The language of section 40-60-150(C)(3) clearly and unambiguously requires the Board to serve notice of its decision to the appraiser charged within 30 days of its ruling. It is well-settled that the term shall in a statute ordinarily means the prescribed action is mandatory. Wigfall v. Tideland Utils., Inc., 354 S.C. 100, 111, 580 S.E.2d 100, 105 (2003).
The Department urges this court to hold that the word shall, in this context, is merely directory rather than mandatory, asserting that South Carolina Police Officers Retirement System v. City of Spartanburg, 301 S.C. 188, 391 S.E.2d 239 (1990), justifies such a holding. That case is clearly distinguishable on its facts. First, the statute in question used the word may and in its opinion the court specifically stated that the language of the statute was devoid of mandatory words such as shall or must. Id. at 191, 391 S.E.2d at 241. Second, the state agency involved in the City of Spartanburg case had traditionally interpreted the statute in a fashion to allow the more lenient, directory application and it was the City that was attempting to have the word may interpreted as mandatory rather than directory. Id. at 189-91, 391 S.E.2d at 240-41.

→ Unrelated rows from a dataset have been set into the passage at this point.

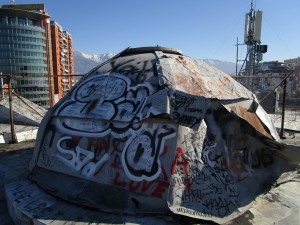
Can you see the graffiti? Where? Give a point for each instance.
(187, 110)
(140, 158)
(156, 188)
(80, 159)
(185, 120)
(180, 161)
(193, 212)
(220, 206)
(181, 101)
(110, 97)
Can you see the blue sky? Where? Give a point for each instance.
(202, 29)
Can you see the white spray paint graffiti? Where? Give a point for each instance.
(80, 159)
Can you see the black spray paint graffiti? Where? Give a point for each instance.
(140, 158)
(230, 145)
(80, 159)
(113, 98)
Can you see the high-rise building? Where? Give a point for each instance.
(63, 65)
(30, 53)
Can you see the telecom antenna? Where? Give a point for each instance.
(253, 21)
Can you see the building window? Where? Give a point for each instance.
(22, 21)
(12, 20)
(2, 20)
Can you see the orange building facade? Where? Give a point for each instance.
(37, 52)
(63, 60)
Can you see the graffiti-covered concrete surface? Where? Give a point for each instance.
(153, 132)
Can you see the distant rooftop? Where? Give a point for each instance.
(28, 7)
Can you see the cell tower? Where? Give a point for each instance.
(253, 21)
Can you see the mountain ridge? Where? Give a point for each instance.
(84, 62)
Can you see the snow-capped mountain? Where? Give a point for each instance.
(227, 67)
(85, 62)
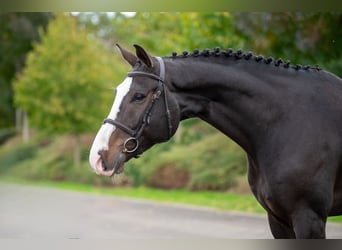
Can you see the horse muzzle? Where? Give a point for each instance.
(117, 166)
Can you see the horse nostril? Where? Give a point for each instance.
(104, 167)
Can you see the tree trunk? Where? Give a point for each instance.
(77, 150)
(25, 128)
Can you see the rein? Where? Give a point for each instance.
(131, 144)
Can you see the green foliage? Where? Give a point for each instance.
(43, 159)
(17, 31)
(67, 79)
(6, 133)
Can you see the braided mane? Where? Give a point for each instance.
(239, 54)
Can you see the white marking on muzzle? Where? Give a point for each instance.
(103, 135)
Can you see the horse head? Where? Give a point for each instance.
(144, 113)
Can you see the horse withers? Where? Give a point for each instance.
(287, 118)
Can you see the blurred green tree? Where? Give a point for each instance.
(67, 78)
(17, 32)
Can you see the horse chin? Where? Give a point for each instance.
(118, 166)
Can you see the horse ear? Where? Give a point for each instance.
(143, 56)
(128, 56)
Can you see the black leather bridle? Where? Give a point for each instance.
(132, 143)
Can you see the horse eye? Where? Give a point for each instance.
(138, 97)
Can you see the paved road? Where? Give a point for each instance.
(33, 213)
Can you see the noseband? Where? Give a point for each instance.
(136, 134)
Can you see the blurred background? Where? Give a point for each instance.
(58, 72)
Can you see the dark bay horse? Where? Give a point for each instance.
(287, 118)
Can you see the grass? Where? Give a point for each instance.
(216, 200)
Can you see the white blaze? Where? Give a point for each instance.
(102, 137)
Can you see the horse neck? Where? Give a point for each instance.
(231, 96)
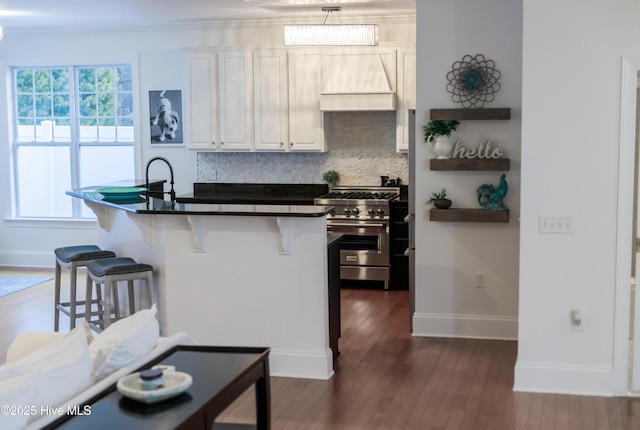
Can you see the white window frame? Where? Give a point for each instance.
(8, 66)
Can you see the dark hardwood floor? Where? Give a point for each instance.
(385, 378)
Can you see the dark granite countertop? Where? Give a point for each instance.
(142, 205)
(234, 193)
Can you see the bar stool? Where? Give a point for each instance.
(72, 257)
(108, 272)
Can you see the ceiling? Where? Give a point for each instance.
(37, 15)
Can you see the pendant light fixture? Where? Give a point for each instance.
(331, 35)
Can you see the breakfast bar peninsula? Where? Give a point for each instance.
(230, 274)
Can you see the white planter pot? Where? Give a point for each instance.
(441, 145)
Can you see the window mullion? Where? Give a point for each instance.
(74, 148)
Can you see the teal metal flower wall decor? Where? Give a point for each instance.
(490, 197)
(473, 81)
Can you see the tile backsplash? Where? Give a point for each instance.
(361, 147)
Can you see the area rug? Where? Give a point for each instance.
(11, 284)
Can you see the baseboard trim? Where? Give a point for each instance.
(564, 379)
(465, 326)
(296, 364)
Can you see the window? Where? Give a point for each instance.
(73, 127)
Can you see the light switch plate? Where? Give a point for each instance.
(555, 224)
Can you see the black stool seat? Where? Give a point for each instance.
(116, 266)
(108, 272)
(82, 253)
(72, 257)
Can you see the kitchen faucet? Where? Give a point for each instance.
(171, 193)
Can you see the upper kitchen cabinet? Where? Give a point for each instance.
(406, 96)
(270, 100)
(305, 117)
(236, 88)
(202, 99)
(219, 90)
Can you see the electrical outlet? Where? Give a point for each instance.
(577, 320)
(555, 224)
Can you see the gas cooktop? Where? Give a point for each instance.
(361, 193)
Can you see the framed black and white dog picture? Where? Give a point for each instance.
(165, 108)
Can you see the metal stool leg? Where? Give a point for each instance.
(150, 300)
(131, 298)
(73, 292)
(56, 318)
(116, 298)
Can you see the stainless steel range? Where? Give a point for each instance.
(362, 216)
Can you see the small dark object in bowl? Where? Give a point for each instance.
(442, 204)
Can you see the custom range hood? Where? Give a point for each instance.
(358, 82)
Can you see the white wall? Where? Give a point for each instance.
(570, 145)
(161, 66)
(448, 255)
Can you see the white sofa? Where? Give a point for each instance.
(63, 370)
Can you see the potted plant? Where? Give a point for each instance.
(436, 134)
(331, 177)
(439, 199)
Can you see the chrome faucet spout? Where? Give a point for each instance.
(172, 192)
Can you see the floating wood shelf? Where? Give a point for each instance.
(468, 215)
(471, 114)
(469, 164)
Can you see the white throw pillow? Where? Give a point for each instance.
(123, 342)
(16, 397)
(54, 373)
(29, 341)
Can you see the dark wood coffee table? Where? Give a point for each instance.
(220, 375)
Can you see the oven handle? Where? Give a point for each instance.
(333, 224)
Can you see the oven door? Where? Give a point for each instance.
(364, 243)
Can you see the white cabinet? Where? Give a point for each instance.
(236, 88)
(406, 96)
(270, 100)
(305, 117)
(219, 93)
(202, 99)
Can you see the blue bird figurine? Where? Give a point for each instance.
(490, 197)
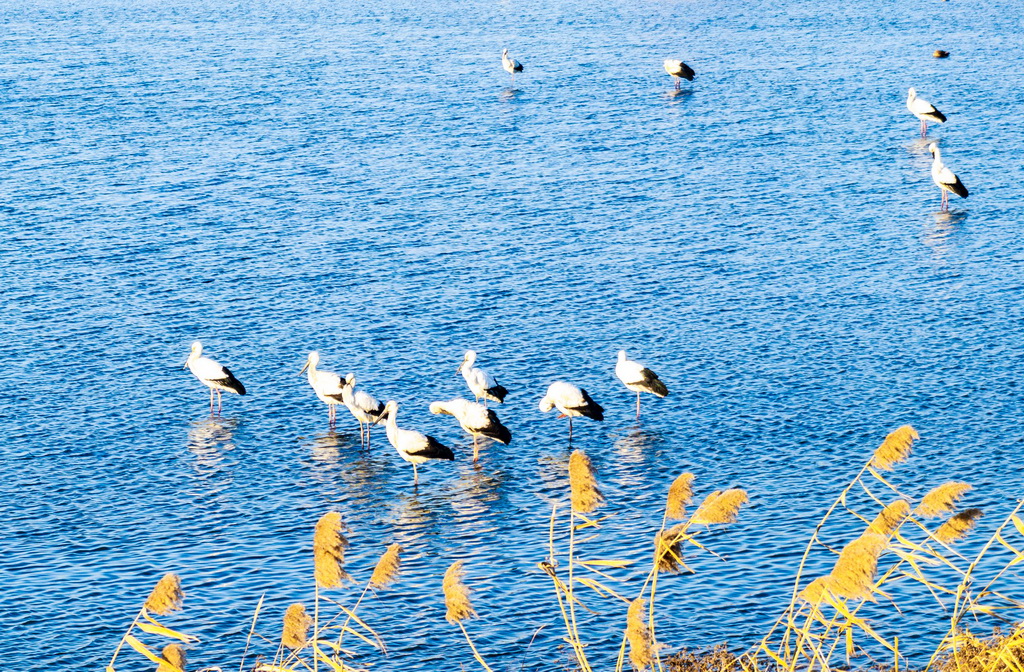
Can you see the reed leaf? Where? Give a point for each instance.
(720, 507)
(680, 496)
(583, 486)
(329, 551)
(457, 595)
(957, 527)
(166, 595)
(895, 449)
(942, 499)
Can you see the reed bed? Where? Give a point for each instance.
(903, 537)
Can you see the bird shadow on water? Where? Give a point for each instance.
(210, 439)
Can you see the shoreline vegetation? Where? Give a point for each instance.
(903, 538)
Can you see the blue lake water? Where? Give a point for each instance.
(358, 178)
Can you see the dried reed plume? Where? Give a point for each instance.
(890, 518)
(942, 499)
(329, 551)
(174, 657)
(668, 549)
(638, 635)
(387, 568)
(585, 495)
(166, 595)
(457, 595)
(720, 507)
(296, 626)
(680, 495)
(894, 449)
(957, 527)
(853, 575)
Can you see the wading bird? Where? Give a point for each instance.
(944, 178)
(363, 406)
(639, 378)
(924, 111)
(572, 402)
(510, 65)
(212, 375)
(414, 447)
(679, 71)
(475, 419)
(327, 385)
(481, 383)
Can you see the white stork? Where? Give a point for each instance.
(639, 378)
(481, 383)
(679, 71)
(924, 111)
(327, 385)
(212, 375)
(475, 419)
(414, 447)
(363, 406)
(572, 402)
(510, 65)
(944, 178)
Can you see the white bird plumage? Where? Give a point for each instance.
(475, 419)
(944, 178)
(639, 378)
(510, 65)
(327, 385)
(363, 406)
(481, 383)
(414, 447)
(571, 402)
(924, 111)
(679, 71)
(212, 375)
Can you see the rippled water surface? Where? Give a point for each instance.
(358, 178)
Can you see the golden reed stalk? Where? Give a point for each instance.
(329, 551)
(583, 486)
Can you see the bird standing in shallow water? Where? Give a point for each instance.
(326, 384)
(212, 375)
(679, 71)
(572, 402)
(363, 406)
(510, 65)
(944, 178)
(639, 378)
(481, 383)
(924, 111)
(414, 447)
(475, 419)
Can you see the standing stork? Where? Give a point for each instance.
(414, 447)
(510, 65)
(679, 71)
(572, 402)
(944, 178)
(924, 111)
(327, 385)
(475, 419)
(481, 383)
(639, 378)
(363, 406)
(212, 375)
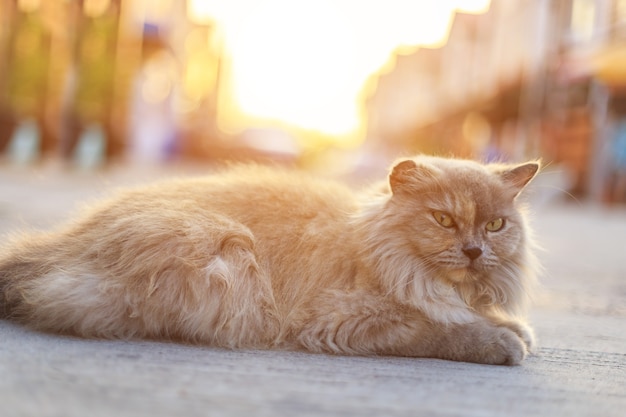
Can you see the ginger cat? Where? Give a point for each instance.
(436, 262)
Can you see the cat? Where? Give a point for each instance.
(437, 261)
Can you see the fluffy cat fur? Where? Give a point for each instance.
(261, 258)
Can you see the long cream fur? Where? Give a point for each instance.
(261, 258)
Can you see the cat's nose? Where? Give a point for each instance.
(473, 252)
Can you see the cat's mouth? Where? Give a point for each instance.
(461, 274)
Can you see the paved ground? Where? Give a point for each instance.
(579, 315)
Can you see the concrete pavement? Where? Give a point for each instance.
(579, 316)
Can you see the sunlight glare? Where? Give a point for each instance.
(307, 63)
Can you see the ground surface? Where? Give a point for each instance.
(579, 316)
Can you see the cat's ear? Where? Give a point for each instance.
(517, 177)
(408, 175)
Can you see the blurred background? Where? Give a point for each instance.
(338, 86)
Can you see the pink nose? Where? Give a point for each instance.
(473, 252)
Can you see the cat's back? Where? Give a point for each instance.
(253, 195)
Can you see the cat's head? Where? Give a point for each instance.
(459, 221)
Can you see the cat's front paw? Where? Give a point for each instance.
(525, 332)
(502, 346)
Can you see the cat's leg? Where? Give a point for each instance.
(160, 274)
(353, 323)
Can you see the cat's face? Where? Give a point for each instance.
(460, 217)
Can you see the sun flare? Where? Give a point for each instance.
(306, 64)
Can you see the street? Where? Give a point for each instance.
(579, 315)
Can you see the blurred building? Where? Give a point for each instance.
(117, 77)
(529, 78)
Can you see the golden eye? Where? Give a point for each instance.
(495, 224)
(443, 219)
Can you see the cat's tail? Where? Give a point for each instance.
(22, 261)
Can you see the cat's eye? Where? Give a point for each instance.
(495, 225)
(443, 219)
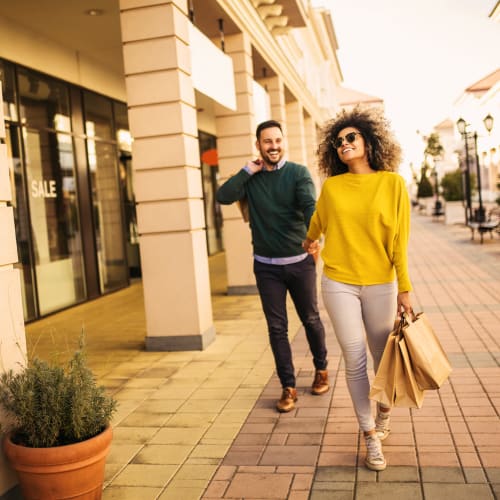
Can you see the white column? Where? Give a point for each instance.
(235, 146)
(295, 132)
(167, 177)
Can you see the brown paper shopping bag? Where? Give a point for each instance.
(408, 394)
(430, 363)
(394, 383)
(384, 385)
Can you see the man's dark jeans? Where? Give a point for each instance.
(273, 282)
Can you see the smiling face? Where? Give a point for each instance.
(350, 145)
(271, 146)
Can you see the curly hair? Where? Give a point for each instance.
(383, 149)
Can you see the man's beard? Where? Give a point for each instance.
(271, 162)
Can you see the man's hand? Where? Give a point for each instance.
(404, 304)
(310, 246)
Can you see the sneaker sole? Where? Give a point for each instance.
(375, 467)
(383, 436)
(317, 392)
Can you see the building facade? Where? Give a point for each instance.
(118, 123)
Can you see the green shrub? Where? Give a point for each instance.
(55, 405)
(425, 189)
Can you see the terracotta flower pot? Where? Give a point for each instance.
(73, 471)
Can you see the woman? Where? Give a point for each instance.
(363, 211)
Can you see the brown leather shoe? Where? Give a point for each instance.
(287, 401)
(320, 384)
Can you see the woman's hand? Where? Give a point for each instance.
(404, 304)
(310, 246)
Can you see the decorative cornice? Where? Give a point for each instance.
(246, 16)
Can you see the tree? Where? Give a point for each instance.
(434, 148)
(452, 186)
(425, 189)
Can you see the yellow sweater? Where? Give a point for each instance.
(366, 222)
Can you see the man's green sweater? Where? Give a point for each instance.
(280, 204)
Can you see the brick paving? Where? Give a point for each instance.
(203, 424)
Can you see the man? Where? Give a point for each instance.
(281, 200)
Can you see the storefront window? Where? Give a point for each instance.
(54, 219)
(105, 189)
(21, 219)
(8, 91)
(210, 173)
(44, 101)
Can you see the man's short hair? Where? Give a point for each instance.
(267, 124)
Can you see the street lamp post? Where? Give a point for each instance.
(461, 125)
(462, 128)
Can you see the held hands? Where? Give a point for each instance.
(404, 304)
(311, 246)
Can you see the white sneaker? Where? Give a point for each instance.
(374, 457)
(382, 423)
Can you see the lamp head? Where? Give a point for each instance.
(488, 122)
(461, 125)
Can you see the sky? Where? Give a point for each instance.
(419, 56)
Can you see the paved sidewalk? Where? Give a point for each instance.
(197, 425)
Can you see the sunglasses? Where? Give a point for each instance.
(350, 138)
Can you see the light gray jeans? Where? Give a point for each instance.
(360, 315)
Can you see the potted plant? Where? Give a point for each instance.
(61, 432)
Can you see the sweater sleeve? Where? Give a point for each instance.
(306, 194)
(315, 228)
(233, 189)
(400, 256)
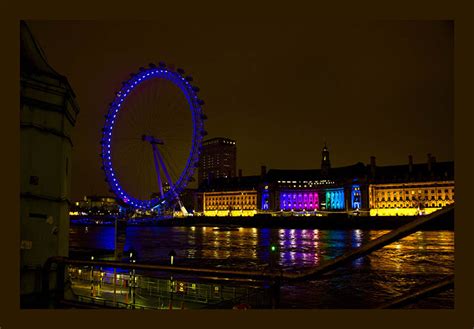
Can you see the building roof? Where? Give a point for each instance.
(218, 139)
(231, 184)
(356, 170)
(33, 60)
(420, 172)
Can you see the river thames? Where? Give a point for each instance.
(423, 257)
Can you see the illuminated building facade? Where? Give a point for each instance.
(48, 112)
(231, 196)
(218, 159)
(328, 189)
(299, 200)
(410, 199)
(413, 189)
(233, 203)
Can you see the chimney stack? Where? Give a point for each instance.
(263, 171)
(372, 166)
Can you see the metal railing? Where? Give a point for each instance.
(273, 279)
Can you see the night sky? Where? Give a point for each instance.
(382, 88)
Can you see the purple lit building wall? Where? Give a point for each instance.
(299, 200)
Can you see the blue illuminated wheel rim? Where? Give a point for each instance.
(190, 92)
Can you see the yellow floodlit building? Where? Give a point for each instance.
(410, 199)
(230, 203)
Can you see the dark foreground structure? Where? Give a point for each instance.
(81, 283)
(48, 113)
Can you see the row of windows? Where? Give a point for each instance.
(229, 203)
(412, 205)
(382, 192)
(408, 198)
(231, 208)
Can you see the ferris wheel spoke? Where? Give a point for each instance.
(155, 107)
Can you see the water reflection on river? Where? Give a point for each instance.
(366, 282)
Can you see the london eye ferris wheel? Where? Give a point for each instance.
(152, 138)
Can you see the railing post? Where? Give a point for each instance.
(275, 293)
(60, 278)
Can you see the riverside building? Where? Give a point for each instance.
(411, 189)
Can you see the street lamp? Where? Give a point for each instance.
(172, 255)
(92, 277)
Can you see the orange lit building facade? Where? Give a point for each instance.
(410, 199)
(231, 203)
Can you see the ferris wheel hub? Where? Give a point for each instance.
(152, 140)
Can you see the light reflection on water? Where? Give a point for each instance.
(366, 282)
(297, 248)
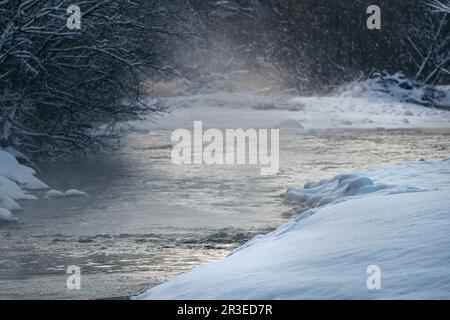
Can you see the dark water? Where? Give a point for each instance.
(147, 220)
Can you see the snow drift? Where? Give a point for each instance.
(16, 182)
(397, 218)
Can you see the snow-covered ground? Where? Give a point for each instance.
(396, 218)
(357, 109)
(16, 183)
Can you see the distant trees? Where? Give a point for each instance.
(318, 44)
(56, 84)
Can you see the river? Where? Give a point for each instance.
(147, 220)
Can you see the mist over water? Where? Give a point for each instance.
(147, 220)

The Department additionally argues the holding in In the Matter of Matthews, 345 S.C. 638, 550 S.E.2d 311 (2001), compels a finding the Boards ruling was not rendered a nullity for failing to comply with the statutory deadline. We disagree.
The statute at issue in Matthews required the state to hold a trial within 60 days of a probable cause hearing for commitment under the Sexually Violent Predator Act, S.C. Code Ann. §§ 44-48-10 to -170 (Supp. 2000). The statute provided, however, that a continuance could be granted and the time period extended for good cause shown. Matthews, 345 S.C. at 644, 550 S.E.2d at 314. Our supreme court ruled this statutory time frame was mandatory, but not jurisdictional. Id. at 644-45, 550 S.E.2d at 313-314. The court found the defendant should have filed a motion to dismiss when the state failed to bring the case to trial within the 60 day time period and had failed to request a continuance as provided in the statute. Id. at 644-45, 550 S.E.2d at 314. The court concluded the defendant waived his right to challenge the states failure to comply with the requisite time period by not filing the motion to dismiss. Id.